A Problem With Deep Roots in Gold Country
Ballarat's situation is not unique, but its heritage intensity makes it acute. The city's gold-rush origins mean that institutions including the Art Gallery of Ballarat on Lydiard Street North and the Ballarat Mechanics' Institute on Sturt Street have independently digitised overlapping holdings — sometimes the same donated photograph appearing in three separate institutional repositories. Deduplication software can flag near-identical pixel arrays, but heritage photographs present a specific challenge: a faded original and a restored copy of the same image will often fool automated tools into treating them as distinct items.
Globally, cities with comparable heritage photography burdens have taken different approaches. Salzburg, Austria, working through its Stadtarchiv, completed a two-year AI-assisted deduplication project in 2024 that it says reduced its digital image count by roughly 18 percent while retaining all unique archival content. Dunedin, New Zealand — a city whose Scottish settler heritage gives it a photographic archive density similar to Ballarat's — deployed open-source perceptual hashing tools across the Hocken Collections at the University of Otago starting in late 2023, a lower-cost approach that required significant volunteer indexing hours. Neither model transplants directly to Ballarat, where institutional ownership is fragmented across council, state-linked bodies, and private associations.
What Ballarat's Institutions Are Doing Now
The Art Gallery of Ballarat, which holds more than 6,000 works including a substantial photography collection, has been working with the Collections Council of Australia's frameworks for shared metadata standards. The Mechanics' Institute — which celebrated 170 years of operation in 2021 — manages its own catalogue through the Australian Microforms and Digitised Records Program. Neither institution has publicly committed to a unified deduplication initiative, though the City of Ballarat's Digital Strategy, adopted in 2023, flags interoperability between council-managed datasets as a medium-term goal.
The financial stakes are real. Cloud storage for uncompressed archival-quality TIFF files — the standard format for heritage digitisation — runs to roughly $80 to $120 per terabyte per month on Australian-hosted platforms, according to publicly available pricing from providers including AWS Sydney and Microsoft Azure.
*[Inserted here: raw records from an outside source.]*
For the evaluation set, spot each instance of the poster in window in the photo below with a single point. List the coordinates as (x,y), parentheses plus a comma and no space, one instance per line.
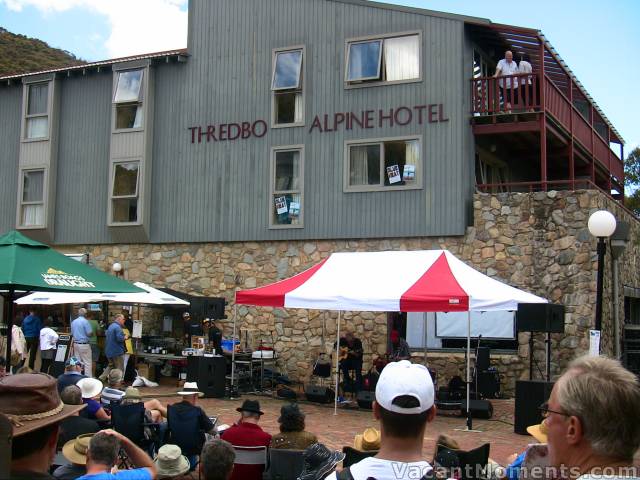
(393,172)
(281,205)
(409,173)
(294,209)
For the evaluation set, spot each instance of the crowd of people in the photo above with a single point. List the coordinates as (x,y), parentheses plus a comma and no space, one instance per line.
(590,430)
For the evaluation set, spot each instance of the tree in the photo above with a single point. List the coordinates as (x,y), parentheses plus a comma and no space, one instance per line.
(632,179)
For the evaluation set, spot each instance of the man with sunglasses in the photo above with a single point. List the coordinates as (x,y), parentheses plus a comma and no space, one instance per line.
(592,420)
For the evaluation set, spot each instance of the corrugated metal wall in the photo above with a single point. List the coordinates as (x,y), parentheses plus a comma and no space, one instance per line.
(220,191)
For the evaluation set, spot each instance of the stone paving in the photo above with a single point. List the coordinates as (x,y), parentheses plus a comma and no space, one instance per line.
(339,430)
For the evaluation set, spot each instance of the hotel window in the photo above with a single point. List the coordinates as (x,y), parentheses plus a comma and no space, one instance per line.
(32,199)
(381,60)
(37,118)
(390,164)
(128,98)
(287,175)
(124,193)
(286,84)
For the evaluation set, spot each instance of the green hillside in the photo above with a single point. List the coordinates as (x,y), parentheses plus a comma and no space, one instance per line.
(21,54)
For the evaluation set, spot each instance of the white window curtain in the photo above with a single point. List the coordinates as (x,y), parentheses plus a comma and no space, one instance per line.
(32,215)
(402,58)
(358,168)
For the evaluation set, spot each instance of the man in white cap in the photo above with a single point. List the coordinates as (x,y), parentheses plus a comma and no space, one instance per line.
(404,405)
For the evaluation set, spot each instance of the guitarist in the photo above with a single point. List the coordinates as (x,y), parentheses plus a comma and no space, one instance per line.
(351,359)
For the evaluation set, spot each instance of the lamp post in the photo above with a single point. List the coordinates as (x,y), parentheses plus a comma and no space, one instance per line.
(601,225)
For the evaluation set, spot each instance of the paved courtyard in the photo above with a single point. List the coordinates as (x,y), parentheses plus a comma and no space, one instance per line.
(338,430)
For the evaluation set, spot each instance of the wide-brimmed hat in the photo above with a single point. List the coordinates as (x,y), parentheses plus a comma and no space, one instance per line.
(367,440)
(132,393)
(190,388)
(76,450)
(252,406)
(319,461)
(90,387)
(31,401)
(170,462)
(539,432)
(291,409)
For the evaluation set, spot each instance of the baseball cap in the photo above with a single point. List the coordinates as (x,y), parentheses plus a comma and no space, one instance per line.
(405,378)
(73,361)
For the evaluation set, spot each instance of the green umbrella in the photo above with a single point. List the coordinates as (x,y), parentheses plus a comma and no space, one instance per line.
(29,265)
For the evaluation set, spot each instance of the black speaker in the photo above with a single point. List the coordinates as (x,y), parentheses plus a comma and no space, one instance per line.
(483,358)
(479,408)
(488,384)
(530,394)
(318,394)
(209,373)
(365,399)
(540,317)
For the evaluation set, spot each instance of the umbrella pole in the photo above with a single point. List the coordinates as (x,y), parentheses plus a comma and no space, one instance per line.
(335,395)
(10,326)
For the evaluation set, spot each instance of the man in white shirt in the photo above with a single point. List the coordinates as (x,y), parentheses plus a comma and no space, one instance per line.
(508,86)
(48,343)
(404,405)
(592,420)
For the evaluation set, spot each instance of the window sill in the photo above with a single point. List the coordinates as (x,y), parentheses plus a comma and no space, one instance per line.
(365,84)
(369,188)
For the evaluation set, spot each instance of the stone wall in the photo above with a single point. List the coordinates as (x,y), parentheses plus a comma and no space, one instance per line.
(535,241)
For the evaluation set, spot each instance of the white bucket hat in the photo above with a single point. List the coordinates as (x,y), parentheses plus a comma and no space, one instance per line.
(90,387)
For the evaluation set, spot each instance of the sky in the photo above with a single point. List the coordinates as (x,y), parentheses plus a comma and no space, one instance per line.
(599,40)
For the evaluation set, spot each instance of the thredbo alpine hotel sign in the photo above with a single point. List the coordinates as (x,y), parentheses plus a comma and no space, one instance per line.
(365,119)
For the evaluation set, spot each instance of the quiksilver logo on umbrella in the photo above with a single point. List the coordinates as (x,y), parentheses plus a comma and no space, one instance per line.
(58,278)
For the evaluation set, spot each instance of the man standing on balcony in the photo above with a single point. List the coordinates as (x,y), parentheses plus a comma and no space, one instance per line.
(508,86)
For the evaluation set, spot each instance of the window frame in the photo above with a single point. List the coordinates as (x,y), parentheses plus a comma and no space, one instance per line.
(26,117)
(381,188)
(112,197)
(279,91)
(140,103)
(367,83)
(273,191)
(21,202)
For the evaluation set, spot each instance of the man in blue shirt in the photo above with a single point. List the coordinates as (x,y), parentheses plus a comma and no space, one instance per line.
(102,455)
(114,346)
(81,331)
(31,327)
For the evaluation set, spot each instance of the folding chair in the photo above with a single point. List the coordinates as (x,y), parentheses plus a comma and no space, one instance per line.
(285,464)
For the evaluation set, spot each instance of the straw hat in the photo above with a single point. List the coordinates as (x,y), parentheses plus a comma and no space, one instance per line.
(31,401)
(367,440)
(539,432)
(76,450)
(90,387)
(170,462)
(191,388)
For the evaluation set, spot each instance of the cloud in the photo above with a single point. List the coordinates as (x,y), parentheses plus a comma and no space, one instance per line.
(140,26)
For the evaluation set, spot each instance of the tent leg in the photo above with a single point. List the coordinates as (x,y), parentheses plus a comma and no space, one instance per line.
(233,348)
(335,395)
(9,325)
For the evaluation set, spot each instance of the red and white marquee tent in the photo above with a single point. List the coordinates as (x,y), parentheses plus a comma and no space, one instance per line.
(391,281)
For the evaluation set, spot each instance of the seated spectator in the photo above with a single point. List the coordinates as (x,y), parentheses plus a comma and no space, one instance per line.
(292,433)
(74,426)
(114,392)
(187,423)
(319,462)
(102,456)
(72,373)
(170,463)
(111,392)
(247,433)
(367,441)
(216,460)
(75,450)
(91,389)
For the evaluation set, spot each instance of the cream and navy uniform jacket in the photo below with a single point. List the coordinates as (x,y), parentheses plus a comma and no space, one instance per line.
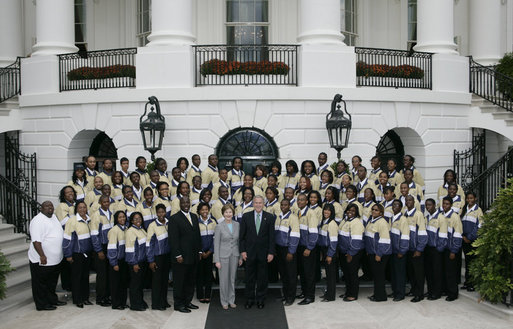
(209,177)
(328,236)
(437,230)
(191,173)
(80,189)
(377,237)
(90,175)
(77,237)
(116,246)
(286,231)
(235,178)
(418,232)
(454,231)
(101,223)
(471,222)
(207,229)
(135,247)
(399,234)
(64,211)
(350,236)
(149,213)
(157,240)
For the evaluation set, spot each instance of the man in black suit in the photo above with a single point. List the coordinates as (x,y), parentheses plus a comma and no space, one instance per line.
(256,244)
(185,244)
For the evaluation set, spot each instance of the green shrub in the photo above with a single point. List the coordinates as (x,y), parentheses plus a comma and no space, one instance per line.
(505,67)
(5,267)
(490,270)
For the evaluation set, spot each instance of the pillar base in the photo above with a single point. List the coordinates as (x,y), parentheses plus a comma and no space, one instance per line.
(327,65)
(165,67)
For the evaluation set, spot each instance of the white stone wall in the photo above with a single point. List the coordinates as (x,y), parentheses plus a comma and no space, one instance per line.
(61,134)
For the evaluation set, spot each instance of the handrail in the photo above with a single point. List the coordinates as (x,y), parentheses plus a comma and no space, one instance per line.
(491,85)
(17,207)
(488,184)
(10,80)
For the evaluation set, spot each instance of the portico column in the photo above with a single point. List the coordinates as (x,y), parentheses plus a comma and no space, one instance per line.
(435,26)
(485,31)
(324,59)
(55,27)
(11,39)
(171,23)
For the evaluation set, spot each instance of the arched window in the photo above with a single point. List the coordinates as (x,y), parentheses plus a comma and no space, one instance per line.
(390,147)
(253,145)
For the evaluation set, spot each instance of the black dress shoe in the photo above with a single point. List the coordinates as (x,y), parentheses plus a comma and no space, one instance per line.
(183,309)
(306,301)
(416,299)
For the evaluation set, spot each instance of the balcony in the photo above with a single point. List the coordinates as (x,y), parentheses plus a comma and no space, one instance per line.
(100,69)
(245,65)
(393,68)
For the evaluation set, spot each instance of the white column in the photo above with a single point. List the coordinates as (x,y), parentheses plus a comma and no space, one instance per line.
(435,26)
(485,31)
(171,22)
(320,22)
(11,39)
(55,27)
(324,59)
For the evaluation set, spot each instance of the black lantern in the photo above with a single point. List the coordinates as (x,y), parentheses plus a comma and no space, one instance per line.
(338,125)
(152,127)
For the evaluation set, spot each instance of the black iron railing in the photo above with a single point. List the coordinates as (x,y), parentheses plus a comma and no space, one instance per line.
(245,65)
(10,80)
(17,207)
(488,184)
(393,68)
(114,68)
(471,163)
(491,85)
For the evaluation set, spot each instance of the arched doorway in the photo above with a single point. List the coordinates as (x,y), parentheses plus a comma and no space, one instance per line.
(390,146)
(253,145)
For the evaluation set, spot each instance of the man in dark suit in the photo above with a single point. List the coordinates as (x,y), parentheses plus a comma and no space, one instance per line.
(185,244)
(256,244)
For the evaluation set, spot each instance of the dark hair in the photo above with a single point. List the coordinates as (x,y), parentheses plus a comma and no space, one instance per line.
(62,192)
(116,216)
(330,175)
(330,207)
(293,164)
(335,193)
(353,205)
(74,177)
(79,202)
(180,159)
(132,216)
(314,168)
(319,198)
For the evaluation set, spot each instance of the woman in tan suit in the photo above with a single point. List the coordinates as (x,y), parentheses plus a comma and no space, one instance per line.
(226,255)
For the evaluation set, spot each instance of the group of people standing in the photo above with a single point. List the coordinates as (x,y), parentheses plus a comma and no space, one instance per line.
(134,228)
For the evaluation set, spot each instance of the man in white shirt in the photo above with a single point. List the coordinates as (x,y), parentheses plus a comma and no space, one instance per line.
(45,255)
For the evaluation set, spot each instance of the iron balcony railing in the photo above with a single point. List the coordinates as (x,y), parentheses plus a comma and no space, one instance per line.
(488,184)
(377,67)
(114,68)
(10,80)
(491,85)
(245,65)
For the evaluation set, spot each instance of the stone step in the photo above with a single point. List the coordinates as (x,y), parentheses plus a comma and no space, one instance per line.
(12,240)
(6,229)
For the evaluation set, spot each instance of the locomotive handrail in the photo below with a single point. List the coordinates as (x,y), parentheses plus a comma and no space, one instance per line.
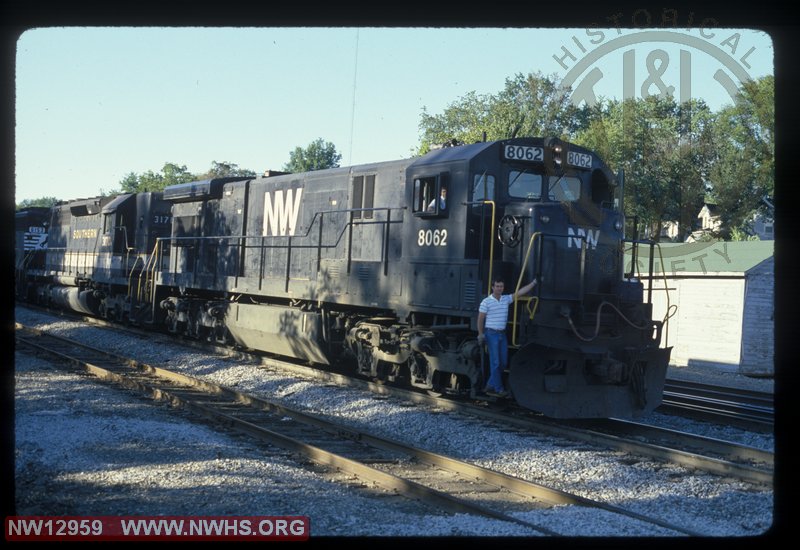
(491,246)
(519,283)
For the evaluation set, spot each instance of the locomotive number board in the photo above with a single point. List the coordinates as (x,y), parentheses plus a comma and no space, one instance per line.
(581,160)
(521,152)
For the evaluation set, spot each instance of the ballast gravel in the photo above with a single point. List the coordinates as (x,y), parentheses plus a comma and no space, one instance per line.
(108,452)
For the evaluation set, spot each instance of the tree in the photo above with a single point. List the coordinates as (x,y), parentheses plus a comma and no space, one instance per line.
(743,172)
(528,105)
(224,170)
(318,155)
(663,148)
(42,201)
(171,174)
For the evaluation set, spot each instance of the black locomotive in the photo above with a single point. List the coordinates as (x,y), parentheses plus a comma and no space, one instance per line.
(383,265)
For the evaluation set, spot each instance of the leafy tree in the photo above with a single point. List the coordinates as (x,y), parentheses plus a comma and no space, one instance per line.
(318,155)
(528,105)
(42,201)
(225,169)
(743,169)
(663,148)
(171,174)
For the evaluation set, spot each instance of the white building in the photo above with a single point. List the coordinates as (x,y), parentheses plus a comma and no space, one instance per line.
(725,298)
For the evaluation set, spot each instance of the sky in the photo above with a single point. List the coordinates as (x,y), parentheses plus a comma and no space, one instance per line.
(94,104)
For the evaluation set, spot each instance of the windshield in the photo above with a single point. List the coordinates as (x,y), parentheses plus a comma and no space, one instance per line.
(563,188)
(524,185)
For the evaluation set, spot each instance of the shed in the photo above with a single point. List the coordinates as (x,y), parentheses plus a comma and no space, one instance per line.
(725,298)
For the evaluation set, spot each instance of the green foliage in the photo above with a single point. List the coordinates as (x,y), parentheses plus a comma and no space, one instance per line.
(740,234)
(43,201)
(743,167)
(532,105)
(318,155)
(173,174)
(226,170)
(672,154)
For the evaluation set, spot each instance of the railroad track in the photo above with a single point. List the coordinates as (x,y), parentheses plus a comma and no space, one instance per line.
(437,480)
(692,451)
(744,408)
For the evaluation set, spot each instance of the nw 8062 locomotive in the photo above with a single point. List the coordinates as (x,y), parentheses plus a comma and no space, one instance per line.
(384,265)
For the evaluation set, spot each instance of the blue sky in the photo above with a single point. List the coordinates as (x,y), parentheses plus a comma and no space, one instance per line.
(93,104)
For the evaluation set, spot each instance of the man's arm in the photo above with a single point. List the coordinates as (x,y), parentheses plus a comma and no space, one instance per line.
(525,289)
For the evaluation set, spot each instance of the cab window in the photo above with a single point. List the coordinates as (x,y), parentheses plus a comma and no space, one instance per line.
(430,196)
(563,188)
(482,188)
(524,185)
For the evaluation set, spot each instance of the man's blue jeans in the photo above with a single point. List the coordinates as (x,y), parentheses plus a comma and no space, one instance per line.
(498,359)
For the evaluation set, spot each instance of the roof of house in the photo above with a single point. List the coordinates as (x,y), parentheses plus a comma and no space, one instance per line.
(703,257)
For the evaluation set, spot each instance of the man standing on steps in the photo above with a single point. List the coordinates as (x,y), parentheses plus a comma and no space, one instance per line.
(492,320)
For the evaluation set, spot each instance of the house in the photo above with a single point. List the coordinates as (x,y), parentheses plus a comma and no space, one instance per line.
(725,298)
(763,227)
(709,218)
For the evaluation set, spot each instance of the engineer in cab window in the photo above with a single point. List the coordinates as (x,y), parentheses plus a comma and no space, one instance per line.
(442,202)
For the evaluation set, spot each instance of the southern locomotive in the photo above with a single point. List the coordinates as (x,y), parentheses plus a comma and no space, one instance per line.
(366,264)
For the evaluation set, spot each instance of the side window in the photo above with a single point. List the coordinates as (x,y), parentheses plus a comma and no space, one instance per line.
(430,196)
(482,188)
(364,196)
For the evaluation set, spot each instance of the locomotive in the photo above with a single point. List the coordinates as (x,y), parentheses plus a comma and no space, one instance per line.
(383,266)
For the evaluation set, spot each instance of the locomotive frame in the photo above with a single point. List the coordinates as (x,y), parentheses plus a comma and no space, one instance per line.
(366,263)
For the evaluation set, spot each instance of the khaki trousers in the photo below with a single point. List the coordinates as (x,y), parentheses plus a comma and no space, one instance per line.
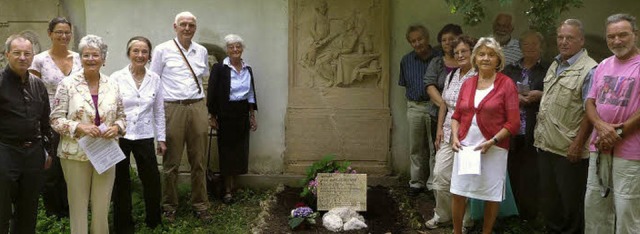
(421,155)
(186,124)
(85,186)
(618,212)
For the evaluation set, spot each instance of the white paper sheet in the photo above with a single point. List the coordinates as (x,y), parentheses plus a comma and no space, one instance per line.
(469,161)
(102,153)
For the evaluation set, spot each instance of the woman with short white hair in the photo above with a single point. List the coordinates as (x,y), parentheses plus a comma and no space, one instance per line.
(84,101)
(232,104)
(485,117)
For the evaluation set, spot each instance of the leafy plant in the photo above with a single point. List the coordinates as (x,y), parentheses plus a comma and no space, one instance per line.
(543,14)
(327,164)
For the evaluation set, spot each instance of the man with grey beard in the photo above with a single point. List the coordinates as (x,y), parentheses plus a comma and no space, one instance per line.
(613,106)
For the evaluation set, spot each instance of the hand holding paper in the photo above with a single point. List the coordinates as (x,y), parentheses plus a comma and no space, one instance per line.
(468,161)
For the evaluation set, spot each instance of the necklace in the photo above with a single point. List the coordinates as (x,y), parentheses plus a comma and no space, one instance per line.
(137,78)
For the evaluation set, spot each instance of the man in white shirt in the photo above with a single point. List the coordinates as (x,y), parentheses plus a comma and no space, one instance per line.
(181,64)
(502,29)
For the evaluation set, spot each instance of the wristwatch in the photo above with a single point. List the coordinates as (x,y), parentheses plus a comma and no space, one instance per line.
(619,131)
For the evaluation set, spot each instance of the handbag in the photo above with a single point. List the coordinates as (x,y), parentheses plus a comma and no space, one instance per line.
(188,65)
(215,183)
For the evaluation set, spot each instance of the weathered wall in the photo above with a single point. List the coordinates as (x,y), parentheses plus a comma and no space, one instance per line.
(264,26)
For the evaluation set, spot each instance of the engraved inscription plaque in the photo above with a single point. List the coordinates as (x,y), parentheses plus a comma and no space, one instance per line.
(340,190)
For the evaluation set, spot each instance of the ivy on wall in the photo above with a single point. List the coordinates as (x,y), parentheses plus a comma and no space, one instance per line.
(542,14)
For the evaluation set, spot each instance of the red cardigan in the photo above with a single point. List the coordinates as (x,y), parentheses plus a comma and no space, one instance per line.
(499,109)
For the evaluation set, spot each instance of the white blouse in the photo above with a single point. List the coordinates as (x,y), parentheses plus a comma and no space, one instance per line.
(241,88)
(450,97)
(143,107)
(50,73)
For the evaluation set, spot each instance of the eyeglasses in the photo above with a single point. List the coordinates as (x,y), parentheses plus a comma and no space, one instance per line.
(91,56)
(60,33)
(234,46)
(17,53)
(461,52)
(26,96)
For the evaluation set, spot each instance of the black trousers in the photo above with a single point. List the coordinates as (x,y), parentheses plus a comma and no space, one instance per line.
(562,188)
(54,194)
(522,165)
(21,181)
(144,154)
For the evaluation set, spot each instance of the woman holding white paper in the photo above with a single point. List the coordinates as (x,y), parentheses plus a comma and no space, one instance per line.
(461,49)
(486,115)
(85,100)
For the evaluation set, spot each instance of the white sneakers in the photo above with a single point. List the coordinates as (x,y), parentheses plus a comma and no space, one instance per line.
(434,223)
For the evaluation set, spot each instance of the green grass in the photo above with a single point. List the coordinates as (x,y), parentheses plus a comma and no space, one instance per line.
(238,217)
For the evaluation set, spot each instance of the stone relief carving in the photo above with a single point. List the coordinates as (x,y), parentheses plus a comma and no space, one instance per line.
(338,84)
(338,47)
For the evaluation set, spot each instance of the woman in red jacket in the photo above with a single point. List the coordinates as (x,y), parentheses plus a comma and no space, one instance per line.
(486,116)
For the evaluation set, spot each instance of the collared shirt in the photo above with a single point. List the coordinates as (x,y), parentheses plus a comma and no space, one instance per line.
(412,69)
(450,97)
(512,51)
(177,81)
(563,65)
(50,73)
(240,83)
(144,107)
(73,105)
(24,107)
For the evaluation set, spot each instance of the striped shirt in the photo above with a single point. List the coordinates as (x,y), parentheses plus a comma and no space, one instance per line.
(512,51)
(412,69)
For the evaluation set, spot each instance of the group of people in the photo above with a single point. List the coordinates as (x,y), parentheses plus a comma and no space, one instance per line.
(557,140)
(51,100)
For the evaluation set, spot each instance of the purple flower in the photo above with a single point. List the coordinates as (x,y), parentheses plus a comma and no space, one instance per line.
(302,212)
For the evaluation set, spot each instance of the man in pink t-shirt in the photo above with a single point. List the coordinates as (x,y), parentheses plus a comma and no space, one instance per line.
(613,186)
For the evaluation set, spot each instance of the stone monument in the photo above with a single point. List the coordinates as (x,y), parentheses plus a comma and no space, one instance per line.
(338,84)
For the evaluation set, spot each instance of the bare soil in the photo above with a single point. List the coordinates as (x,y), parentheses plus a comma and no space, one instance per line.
(382,215)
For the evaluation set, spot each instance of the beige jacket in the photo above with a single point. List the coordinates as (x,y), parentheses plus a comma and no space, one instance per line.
(73,105)
(562,107)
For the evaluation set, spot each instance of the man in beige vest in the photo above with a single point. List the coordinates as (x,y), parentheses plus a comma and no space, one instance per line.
(562,132)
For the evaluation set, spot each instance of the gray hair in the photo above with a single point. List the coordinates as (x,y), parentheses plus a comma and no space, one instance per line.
(575,23)
(93,41)
(491,43)
(418,28)
(7,44)
(233,38)
(535,33)
(615,18)
(184,14)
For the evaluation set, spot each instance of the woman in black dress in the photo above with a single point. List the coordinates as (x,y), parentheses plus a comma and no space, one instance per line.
(231,101)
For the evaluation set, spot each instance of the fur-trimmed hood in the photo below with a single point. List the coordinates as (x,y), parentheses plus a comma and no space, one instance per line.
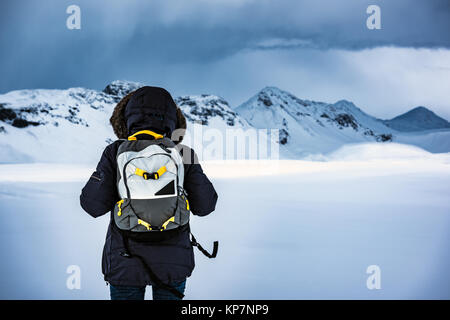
(149,108)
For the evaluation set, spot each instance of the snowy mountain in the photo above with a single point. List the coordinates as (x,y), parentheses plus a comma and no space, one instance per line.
(309,126)
(72,125)
(417,119)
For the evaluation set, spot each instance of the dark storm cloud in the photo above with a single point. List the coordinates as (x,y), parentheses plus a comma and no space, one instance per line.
(140,40)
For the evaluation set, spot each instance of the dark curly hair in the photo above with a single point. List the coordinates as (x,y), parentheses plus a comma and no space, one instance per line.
(119,123)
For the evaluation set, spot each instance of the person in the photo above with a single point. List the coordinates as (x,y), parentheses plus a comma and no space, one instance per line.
(172,259)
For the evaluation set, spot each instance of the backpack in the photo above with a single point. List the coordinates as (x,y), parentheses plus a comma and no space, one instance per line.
(150,184)
(154,205)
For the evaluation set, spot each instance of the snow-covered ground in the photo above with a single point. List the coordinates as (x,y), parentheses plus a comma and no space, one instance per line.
(287,229)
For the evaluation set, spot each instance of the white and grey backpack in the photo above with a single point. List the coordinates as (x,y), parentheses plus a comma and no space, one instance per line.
(150,184)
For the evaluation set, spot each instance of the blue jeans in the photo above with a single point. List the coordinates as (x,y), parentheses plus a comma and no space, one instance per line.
(138,293)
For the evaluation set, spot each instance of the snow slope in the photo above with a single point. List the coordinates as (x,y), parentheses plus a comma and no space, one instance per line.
(308,127)
(72,125)
(311,235)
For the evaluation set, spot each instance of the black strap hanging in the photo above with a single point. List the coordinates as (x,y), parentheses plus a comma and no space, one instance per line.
(202,250)
(156,281)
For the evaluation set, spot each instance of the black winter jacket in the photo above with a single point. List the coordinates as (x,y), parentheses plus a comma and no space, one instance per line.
(171,260)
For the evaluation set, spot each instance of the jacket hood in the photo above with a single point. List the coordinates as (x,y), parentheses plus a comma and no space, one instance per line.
(148,108)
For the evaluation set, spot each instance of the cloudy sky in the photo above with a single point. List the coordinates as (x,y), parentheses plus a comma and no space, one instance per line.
(316,49)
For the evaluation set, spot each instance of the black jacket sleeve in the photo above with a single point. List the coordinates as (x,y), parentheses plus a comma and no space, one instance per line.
(201,193)
(99,195)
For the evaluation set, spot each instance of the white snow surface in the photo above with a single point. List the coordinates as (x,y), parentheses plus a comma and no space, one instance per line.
(291,229)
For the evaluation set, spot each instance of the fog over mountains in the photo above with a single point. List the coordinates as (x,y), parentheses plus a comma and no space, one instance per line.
(72,125)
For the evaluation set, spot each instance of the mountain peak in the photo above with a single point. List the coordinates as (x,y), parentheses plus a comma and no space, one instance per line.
(417,119)
(121,88)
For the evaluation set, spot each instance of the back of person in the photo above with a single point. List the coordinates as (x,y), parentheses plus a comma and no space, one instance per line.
(129,265)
A collection carrying 20 percent redundant files is paying a proportionate premium every month while those duplicates sit unchecked.
Heritage Victoria's current granting rounds, open through August 2026, include provisions for collections management infrastructure, which archivists in the sector have noted could be applied to deduplication tooling — though the program prioritises physical conservation over digital workflows in its published criteria.
The most practical near-term step available to Ballarat's institutions is a coordinated audit using existing tools. The Smithsonian Institution in Washington published its deduplication methodology under a Creative Commons licence in 2022, and several Australian regional galleries have adapted it at minimal cost. Ballarat's archivists, spread across Lydiard Street and Bradshaw Street and the Sturt Street corridor, already have the expertise. The missing ingredient is a formal agreement to look at each other's catalogues in the same room at the same time.